Uh, I don’t know what I was going to ask you : I seem to keep wanting to attribute conscious choices to these things if they’re not there… [chuckles] Please deny it, if that’s the case. But did that book feel like a breakthrough narratively in some way? Or even in terms of your autobiographical work?
You mean I Never Liked You? Because I was using that in The Playboy too, and even with “Showing Helder”.
Right, right.
That way of isolating certain panels from the others. So, in those terms, the breakthrough was probably “Showing Helder”, even though later on, midway through Underwater, I went back to using six panels per page. But yeah, that was a great way of working : being able to have as many panels per page as seemed necessary, and being able to isolate certain panels. Yeah, probably more work should be done way, or at least it’s a potential area to be explored by cartoonists.

Brown shows part of his work process, including a phone call to his colleague Seth. From "Showing Helder" in Yummy Fur #20.
So, how much planning goes into individual sequences? How do you put them together? Do you decide in advance roughly how many panels you’re going to use and how you’re going to distribute them on the pages?
Well, with Riel, I did write out a full script beforehand. Each page of script was an 8,5 by 11″ sheet of paper and I would divide the sheet of paper into six panels and write the dialogue for each panel on it. And if it was necessary to remind myself what was going to be drawn in a panel, I would have stick figure indications. I wrote out the whole script, which ended up being 240 pages, and the story ended up being 272 pages I think, which is a bit longer because I extended scenes and added material to what was in the script. I knew that would happen as I was writing the script; the script was really a draft, just because the script indicated a certain number of panels didn’t mean that was the number of panels that were going to end up being on the actual page once the book was finished.
Did you take out a lot?
There were some scenes that were not drawn, but I definitely added more than I took out.
Because I was wondering : the cover of the last issue of Riel has him exiting the window, going to his execution, an image which isn’t found in the actual book.
Right.
Are there many instances of that?
That scene was drawn for the interior of the comic and then I decided it wasn’t necessary for the story, and then I needed an image for the cover and I decided to use it [Matthias chuckles]. And yeah, there were quite a few panels like that which were taken out.
We’re getting very technical here [chuckles]. Just to wrap up, I think I want to ask you whether you see your work as continuously exploring similar themes or moving towards new ones?

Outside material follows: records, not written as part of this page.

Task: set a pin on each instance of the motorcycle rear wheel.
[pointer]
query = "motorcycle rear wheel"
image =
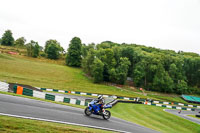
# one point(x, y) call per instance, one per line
point(107, 115)
point(87, 111)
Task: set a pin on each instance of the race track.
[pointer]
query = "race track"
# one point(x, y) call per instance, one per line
point(13, 105)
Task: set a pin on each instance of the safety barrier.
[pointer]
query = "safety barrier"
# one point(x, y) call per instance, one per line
point(171, 107)
point(164, 104)
point(75, 92)
point(4, 86)
point(33, 93)
point(29, 92)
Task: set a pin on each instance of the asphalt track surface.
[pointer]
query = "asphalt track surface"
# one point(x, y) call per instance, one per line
point(19, 106)
point(184, 114)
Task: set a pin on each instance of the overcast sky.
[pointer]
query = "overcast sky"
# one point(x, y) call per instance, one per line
point(165, 24)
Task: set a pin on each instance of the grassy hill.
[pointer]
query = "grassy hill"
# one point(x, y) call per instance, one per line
point(50, 74)
point(42, 72)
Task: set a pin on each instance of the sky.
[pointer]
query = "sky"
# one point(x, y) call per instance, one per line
point(165, 24)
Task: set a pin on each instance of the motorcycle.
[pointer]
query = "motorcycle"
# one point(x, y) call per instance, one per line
point(98, 109)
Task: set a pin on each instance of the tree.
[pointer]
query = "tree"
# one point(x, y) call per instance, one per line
point(97, 70)
point(73, 57)
point(20, 42)
point(7, 38)
point(33, 49)
point(52, 49)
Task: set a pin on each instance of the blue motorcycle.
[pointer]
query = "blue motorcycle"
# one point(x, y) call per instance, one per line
point(98, 109)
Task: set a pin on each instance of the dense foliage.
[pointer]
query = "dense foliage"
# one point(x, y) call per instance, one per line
point(20, 42)
point(151, 68)
point(53, 49)
point(7, 38)
point(73, 57)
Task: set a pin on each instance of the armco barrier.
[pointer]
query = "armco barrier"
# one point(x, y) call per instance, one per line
point(29, 92)
point(127, 98)
point(4, 86)
point(74, 92)
point(171, 107)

Some of cartoonists I’ve talked to basically say they’ve explored the same set of themes in all their work and will continue to do so : how do you see your work in relation to that? Is it something you’ve given any thought?
Hm… [long pause]. There are things I’m becoming more interested in dealing with, which I’m not sure were present in the earlier work, particularly political ideas. My earlier work wasn’t that political…

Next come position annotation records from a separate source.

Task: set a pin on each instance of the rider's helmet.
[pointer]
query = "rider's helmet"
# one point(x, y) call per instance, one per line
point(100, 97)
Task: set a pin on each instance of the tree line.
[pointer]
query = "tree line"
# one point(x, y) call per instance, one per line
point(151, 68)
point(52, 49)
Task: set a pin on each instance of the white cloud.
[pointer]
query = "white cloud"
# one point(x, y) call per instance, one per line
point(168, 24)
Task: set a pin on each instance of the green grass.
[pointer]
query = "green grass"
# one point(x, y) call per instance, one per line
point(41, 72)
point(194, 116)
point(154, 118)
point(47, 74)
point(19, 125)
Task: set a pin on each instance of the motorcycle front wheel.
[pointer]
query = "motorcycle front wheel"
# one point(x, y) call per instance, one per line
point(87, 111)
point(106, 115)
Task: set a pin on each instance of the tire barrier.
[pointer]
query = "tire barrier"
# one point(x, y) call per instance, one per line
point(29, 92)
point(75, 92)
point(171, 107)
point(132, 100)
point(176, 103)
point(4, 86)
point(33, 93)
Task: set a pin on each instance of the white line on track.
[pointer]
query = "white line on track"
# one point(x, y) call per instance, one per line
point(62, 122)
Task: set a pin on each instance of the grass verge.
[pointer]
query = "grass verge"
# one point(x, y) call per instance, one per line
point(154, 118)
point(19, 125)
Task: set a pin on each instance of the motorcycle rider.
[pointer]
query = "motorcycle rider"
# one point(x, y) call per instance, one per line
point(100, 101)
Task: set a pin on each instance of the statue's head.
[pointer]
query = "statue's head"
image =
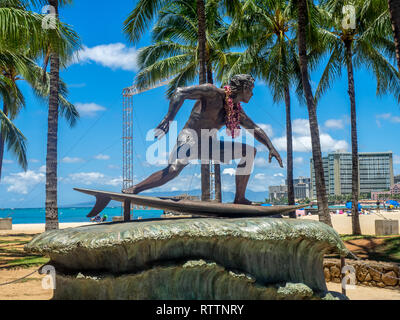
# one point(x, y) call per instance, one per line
point(242, 86)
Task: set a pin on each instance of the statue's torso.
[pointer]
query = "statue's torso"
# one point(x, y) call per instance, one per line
point(210, 116)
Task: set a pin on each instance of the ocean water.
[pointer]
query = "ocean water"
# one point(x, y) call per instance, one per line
point(68, 215)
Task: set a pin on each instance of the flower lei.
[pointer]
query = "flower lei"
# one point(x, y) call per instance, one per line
point(233, 112)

Do you see Riel as being very political?
It’s probably not as political as the work I’ll be doing in the future.
Is this a result of your work on it?
Yeah, working on Riel changed my political perspective and I’m going to want to reflect that in the work I do in the future.
How so? Do you want to express a particular political viewpoint? Or, as I see it, present a situation as you do it in Riel and leave it ambiguous? That’s why I asked whether you thought it was a political book, because I don’t perceive it to be pushing a political agenda.
It’s not an explicit agenda, that’s for sure, and the work I do in the future will probably be more explicit.